This is tied in to my last post "Do you prefer agentless or agent-based monitoring? Are there situations where you prefer one over the other?" I prefer agent-based solutions for monitoring to get monitoring data across WAN links. However, there are other methods, mostly focusing on a style of network design that includes local syslog/collection servers that then forward all local data to a central collection system. If you have multiple sites or remote nodes to collect data from, how do you handle the transmission of that data from the disparate locations to a some form of centralized collection system across the internet?
It’s a rare luxury if you only have to monitor and report on devices that all reside on the same private network. With the prevalence of cloud servers, and the common scenario of remote offices and multiple sites, monitoring often requires data to be passed across WAN links. That could be the public internet or private leased lines connecting multiple offices.
So back to the topic of agents, if you use agentless monitoring, you’re probably relying on the pulling of information from SNMP or WMI down to a monitoring node. However, you really don’t want to be exposing those interfaces to the public (SNMP v3 does have encryption, which mitigates some of the concerns). So in a case like that you have some options:
- A VPN connection from each remote node back to a central monitoring collector. This is often the case if the remote nodes are on foreign networks like POS devices or appliances that you monitor for customers.
- A collector on the same LAN as the remote nodes that polls for information form the nodes and then connects back to a main monitoring node via a VPN or some other encrypted data stream. This is popular in the case of branch offices.
- A point-to-point VPN connection to the gateway of the remote LAN back to the main collector. This is also poplar for branch offices.
- Direct polling access from the monitoring node to the client nodes across the internet. Kinda scary, but can be done with proper firewall rules.

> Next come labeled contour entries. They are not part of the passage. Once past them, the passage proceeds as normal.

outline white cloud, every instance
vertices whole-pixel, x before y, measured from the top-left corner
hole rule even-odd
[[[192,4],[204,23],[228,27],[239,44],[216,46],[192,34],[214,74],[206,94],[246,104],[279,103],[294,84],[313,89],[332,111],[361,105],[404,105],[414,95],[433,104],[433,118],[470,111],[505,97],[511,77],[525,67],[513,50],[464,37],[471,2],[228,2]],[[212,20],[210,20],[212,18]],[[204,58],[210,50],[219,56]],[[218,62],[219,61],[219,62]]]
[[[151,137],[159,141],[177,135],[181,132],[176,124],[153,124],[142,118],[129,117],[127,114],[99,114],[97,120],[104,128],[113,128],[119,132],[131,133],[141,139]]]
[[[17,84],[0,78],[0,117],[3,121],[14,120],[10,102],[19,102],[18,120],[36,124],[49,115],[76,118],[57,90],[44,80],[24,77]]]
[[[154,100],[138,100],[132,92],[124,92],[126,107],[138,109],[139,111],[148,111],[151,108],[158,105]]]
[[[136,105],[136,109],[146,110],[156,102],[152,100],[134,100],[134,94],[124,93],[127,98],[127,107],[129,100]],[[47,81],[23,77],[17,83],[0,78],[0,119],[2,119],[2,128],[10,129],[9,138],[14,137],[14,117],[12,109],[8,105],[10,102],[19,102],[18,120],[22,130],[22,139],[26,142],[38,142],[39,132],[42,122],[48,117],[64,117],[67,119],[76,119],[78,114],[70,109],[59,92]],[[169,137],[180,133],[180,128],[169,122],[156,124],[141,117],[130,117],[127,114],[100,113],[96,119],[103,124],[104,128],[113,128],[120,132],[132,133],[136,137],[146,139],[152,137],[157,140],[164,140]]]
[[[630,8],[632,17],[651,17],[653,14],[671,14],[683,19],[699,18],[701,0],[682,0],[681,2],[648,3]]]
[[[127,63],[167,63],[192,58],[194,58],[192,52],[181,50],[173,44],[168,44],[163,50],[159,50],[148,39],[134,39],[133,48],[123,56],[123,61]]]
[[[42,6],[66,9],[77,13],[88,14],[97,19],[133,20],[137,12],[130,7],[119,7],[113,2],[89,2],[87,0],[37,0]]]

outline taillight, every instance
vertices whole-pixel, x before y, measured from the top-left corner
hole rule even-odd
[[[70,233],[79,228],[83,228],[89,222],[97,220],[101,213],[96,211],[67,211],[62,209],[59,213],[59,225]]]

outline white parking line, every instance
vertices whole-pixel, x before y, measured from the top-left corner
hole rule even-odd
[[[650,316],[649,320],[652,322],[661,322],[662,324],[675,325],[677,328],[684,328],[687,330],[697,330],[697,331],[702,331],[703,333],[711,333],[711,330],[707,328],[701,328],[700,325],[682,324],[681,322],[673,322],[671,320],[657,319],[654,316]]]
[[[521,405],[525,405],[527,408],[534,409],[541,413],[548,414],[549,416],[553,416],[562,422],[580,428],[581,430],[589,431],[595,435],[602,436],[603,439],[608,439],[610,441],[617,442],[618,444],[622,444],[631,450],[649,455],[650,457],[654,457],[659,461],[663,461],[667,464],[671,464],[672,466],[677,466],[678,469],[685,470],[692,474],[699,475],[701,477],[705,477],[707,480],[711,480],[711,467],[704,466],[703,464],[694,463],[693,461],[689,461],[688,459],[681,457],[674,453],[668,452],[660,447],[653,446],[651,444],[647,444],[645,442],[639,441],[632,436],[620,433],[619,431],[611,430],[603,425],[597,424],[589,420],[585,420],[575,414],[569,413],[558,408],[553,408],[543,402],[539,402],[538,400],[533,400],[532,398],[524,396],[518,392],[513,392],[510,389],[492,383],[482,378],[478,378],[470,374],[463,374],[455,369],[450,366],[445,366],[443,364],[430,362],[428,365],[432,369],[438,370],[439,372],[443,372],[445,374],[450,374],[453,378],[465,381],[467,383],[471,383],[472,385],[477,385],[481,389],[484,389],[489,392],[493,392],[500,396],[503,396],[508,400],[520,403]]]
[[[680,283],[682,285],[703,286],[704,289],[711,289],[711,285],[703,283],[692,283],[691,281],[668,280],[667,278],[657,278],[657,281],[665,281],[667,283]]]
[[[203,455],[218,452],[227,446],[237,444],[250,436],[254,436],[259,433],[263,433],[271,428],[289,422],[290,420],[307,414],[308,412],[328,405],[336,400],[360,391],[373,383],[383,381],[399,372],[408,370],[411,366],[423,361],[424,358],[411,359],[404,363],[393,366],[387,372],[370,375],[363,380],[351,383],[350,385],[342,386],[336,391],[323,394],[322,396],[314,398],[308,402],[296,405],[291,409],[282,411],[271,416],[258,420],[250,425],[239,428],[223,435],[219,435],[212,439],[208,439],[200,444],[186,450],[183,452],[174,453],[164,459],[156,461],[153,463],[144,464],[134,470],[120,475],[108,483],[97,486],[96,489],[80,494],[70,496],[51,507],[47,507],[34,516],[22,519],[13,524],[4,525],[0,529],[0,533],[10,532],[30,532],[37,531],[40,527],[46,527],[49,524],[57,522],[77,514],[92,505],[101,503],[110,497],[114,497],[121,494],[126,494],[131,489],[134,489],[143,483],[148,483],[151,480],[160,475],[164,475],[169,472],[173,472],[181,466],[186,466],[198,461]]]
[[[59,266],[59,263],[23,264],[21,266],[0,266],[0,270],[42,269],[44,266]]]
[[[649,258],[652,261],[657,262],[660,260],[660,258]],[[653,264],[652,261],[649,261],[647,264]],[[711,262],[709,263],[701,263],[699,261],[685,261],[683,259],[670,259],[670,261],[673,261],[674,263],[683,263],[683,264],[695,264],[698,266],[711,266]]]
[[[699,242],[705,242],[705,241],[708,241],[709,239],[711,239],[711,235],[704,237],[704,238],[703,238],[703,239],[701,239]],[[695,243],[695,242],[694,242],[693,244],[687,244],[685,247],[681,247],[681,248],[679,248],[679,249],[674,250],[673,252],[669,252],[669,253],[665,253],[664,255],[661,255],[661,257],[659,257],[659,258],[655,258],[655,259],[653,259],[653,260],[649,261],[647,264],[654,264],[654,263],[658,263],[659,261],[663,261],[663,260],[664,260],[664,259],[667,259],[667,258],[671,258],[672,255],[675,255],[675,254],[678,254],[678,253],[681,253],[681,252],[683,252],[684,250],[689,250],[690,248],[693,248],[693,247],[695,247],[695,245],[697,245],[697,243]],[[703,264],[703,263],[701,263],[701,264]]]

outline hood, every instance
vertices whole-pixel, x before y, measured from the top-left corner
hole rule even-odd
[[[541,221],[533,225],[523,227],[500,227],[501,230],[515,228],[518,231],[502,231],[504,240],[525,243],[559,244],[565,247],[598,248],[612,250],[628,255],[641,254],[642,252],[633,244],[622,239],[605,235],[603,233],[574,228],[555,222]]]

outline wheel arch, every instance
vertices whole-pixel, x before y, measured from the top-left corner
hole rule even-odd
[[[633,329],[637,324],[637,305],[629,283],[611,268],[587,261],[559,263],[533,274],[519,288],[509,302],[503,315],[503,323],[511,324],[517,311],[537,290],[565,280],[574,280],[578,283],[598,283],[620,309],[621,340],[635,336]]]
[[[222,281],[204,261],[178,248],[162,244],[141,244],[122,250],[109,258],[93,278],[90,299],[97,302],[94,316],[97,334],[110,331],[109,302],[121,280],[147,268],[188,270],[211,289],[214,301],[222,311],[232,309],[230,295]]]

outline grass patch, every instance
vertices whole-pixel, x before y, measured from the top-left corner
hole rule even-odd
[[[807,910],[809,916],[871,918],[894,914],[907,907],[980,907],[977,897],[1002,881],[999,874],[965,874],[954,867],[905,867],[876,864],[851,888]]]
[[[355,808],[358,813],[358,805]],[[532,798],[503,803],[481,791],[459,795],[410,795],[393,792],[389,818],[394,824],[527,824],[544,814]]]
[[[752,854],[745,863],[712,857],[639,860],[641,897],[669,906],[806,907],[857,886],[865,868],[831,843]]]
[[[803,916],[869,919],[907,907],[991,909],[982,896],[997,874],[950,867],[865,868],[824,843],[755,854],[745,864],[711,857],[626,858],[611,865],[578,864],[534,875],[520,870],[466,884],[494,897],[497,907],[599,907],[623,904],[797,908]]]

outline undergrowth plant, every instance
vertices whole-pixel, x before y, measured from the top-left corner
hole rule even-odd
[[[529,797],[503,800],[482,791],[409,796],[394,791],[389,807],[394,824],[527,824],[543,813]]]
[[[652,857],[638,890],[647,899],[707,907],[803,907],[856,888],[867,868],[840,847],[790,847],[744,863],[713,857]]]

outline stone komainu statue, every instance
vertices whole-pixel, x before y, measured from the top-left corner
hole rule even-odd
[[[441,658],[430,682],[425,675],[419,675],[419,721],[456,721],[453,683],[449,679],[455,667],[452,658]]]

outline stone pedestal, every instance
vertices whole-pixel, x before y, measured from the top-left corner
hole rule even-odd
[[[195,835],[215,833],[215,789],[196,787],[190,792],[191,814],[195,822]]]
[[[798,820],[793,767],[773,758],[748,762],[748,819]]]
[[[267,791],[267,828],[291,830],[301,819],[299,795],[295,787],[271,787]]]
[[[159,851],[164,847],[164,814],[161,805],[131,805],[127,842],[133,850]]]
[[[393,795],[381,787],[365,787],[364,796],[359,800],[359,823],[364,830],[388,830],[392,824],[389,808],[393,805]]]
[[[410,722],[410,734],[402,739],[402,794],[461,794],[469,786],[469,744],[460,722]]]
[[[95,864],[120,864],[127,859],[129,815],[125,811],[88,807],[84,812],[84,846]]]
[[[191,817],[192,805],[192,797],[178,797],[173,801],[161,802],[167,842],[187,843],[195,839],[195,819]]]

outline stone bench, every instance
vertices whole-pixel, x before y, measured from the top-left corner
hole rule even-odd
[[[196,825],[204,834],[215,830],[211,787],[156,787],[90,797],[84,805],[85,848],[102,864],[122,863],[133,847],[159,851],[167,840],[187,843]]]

Then you have the case of using agent-based monitoring for remote nodes. With agent based monitoring, often the option exists to compress and encrypt the data that is collected and send it to any remote collector whether it’s on the same LAN or halfway across the world.
When working with cloud server instances, my preference is to use agent-based monitoring of the OS and applications that then sends data back to a collector that is on the public internet using tight firewall rules to only allow accepted nodes. Of course, with the right cloud provider, one could make a private backend network that has a monitoring node collecting data from your instances and then forward it on via a VPN or other secure channel.
So how do you handle the collection of remote monitoring information? When do you choose the different options available? VPNs on individual nodes? Agents? Push or pull? Public interfaces exposing polling information?